Increasing public investment in labour-intensive sectors
The recent empirical evidence from a ‘jobless growth’ phase across India poses long-term challenges to the rate of employment of existing labour and those entering the job market in the near future. Public investments in sectors or industrial activities that involve a greater labour intensity may allow opportunities for medium- to low-skilled labor, in turn boosting growth. Capital-intensive growth that lowers employment elasticity should be prevented.
The substitution of capital for labour in organised manufacturing activities (as seen in the case of the automobile industry, for example) endangers existing and new employment opportunities for India’s rising labour market. To tackle this, one requires an increase in public and private investments in small and medium industries manufacturing leather products, textiles, apparel, rubber products, electrical equipment, hardware, etc. One can observe two-fold advantages from the nature of such investments: one, this will allow most of the working labour to be absorbed in these industries; second, it will help in expanding the export-potential of these export-oriented primary goods that are higher in consumer demand across countries in South and Southeast Asia.
Increasing investment in health and agriculture
In terms of public investment, both these sectors have witnessed utmost neglect over the last decade and more. A well-coordinated regulatory approach by state and central governments can help channelise quality investment (including private investment) in higher and primary education along with healthcare, enabling citizens to have access to basic social opportunities at an affordable cost. China made a similar push towards its healthcare and education sector (from the mid 1980s) that allowed better performance across all socio-economic indicators. India’s own medical industry, along with the primary and higher education landscape, has significant untapped potential which warrants a greater investment push.

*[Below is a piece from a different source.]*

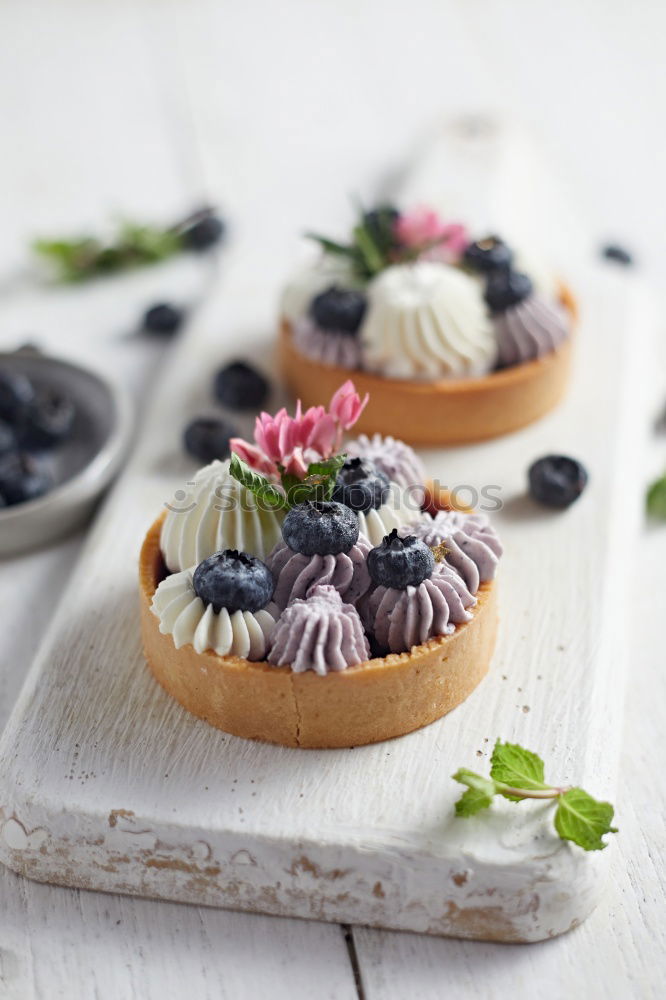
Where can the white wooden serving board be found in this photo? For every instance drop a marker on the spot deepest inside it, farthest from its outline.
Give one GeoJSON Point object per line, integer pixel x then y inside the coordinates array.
{"type": "Point", "coordinates": [107, 783]}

In addition to healthcare and education sectors, agriculture needs a big investment push from the state to allow for the rapid expansion of the domestic markets and improved growth. Good quality public investment in areas of infrastructural growth (irrigation and water management systems, warehousing, rural roads); shift to non-cereal products (fruits and vegetables, fisheries and animal husbandry) and promoting the agro-processing industry are key institutional reforms needed to improve the agricultural sector’s performance for a consistent long-term economic growth. A dual-track market liberalisation strategy can work well for states that are unable to provide a higher profitable price to farmers for their produce.
Another key requirement for increasing public investment in healthcare, education and agriculture along with other areas of organised manufacturing is to reduce the rising level of gender inequality. Increasing women’s participation in organised employment can be achieved by investing or promoting investment in sectors where the female-male labour force participation rate is more balanced, which is seen in the case of healthcare, education and farm employment.
Outside the organised sector, the quality of women’s employment is significantly lower than that of men’s employment, while underemployment too is still extremely high for women when compared to men. Public investments across all industries with a policy focus to balance the female labour force participation rate and the female-male working population ratio can go a long way in improving India’s economic growth performance while strengthening its social capital.
Deepanshu Mohan is assistant professor of economics at Jindal School of International Affairs, O.P. Global Jindal University.